- Auteur Victor Ducrest
- Temps de lecture 5 min
Sol Invictus d’Hervé Koubi, une danse qui parle
Après les Nuits Barbares données en le 12 juillet 2018, Hervé Koubi était de retour au théâtre antique avec ses 17 danseurs pour interpréter « Sol Invictus », en avant-première mondiale à Vaison-la-Romaine.
Vu à Vaison Danses le 23 juillet 2023 au théâtre antique de Vaison-la-Romaine, le spectacle Sol Invictus d’Hervé Koubi.
Soixante minutes d’un spectacle intense pendant lesquelles tous nos sens restent en alerte dans un théâtre rempli au maximum de sa jauge. Dès à présent on sait que l’édition 2023 du Festival Vaison-Danses explose les records d’entrées.
Sol Invictus, le soleil invincible d'Hervé Koubi
Sol Invictus, un symbole
Le ballet était programmé le samedi 23 juillet. Peut-être aurait-il fallu choisir plutôt un dimanche autour du 25 décembre si l’on avait vraiment voulu respecter la tradition à la lettre ! En effet l’histoire raconte que le rituel de Sol Invictus était célébré au moment du solstice d’hiver, le dimanche « jour du soleil ». Ce culte solaire, dont la pratique remonte au 3e siècle après Jésus-Christ, avait été institué pour mettre d’accord et unifier les territoires d’un empire romain divisé dont les croyances locales étaient disparates. Vaison-la-Romaine était le lieu tout indiqué pour revitaliser cette célébration antique !
Un hip hop 3.0
Le style de Hervé Koubi a sans doute a évolué en même temps que sa troupe mais la danse reste à dominante hip hop, son inspiration principale. Ça fuse de partout, avec quelques moments de gravité et de lenteur d’autant plus solennels. On voit des sortes de derviches tourneurs tête en bas qui tournoient à en donner le vertige, on voit des performances acrobatiques à couper le souffle sans jamais effacer l’aspect esthétique et porteur de sens de la danse. S’il est deux mots pour qualifier cette création, c’est sans doute ceux d’énergie et d’inventivité.
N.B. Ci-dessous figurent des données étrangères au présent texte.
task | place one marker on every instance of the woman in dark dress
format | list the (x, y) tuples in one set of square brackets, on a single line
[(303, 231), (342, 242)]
S’il est une phrase pour résumer le travail du chorégraphe : « je crée des vagues et je demande à mes danseurs de surfer dessus ».
Sol Invictus en musique
« Je choisis toujours des musiques que j’aime »
Les références musicales du ballet sont des musiques traditionnelles, des extraits de la symphonie n°7 de Beethoven, une création de Mikael Karlsson, compositeur suédois contemporain formé à la musique classique, amateur de pop et auteur de plus d’une vingtaine de musiques de ballet, des compositions de Maxime Bodson, designer sonore et de Steve Reich connu comme l’un des leaders de la musique minimaliste.
« Je ne peux pas m’empêcher de convoquer le sacré »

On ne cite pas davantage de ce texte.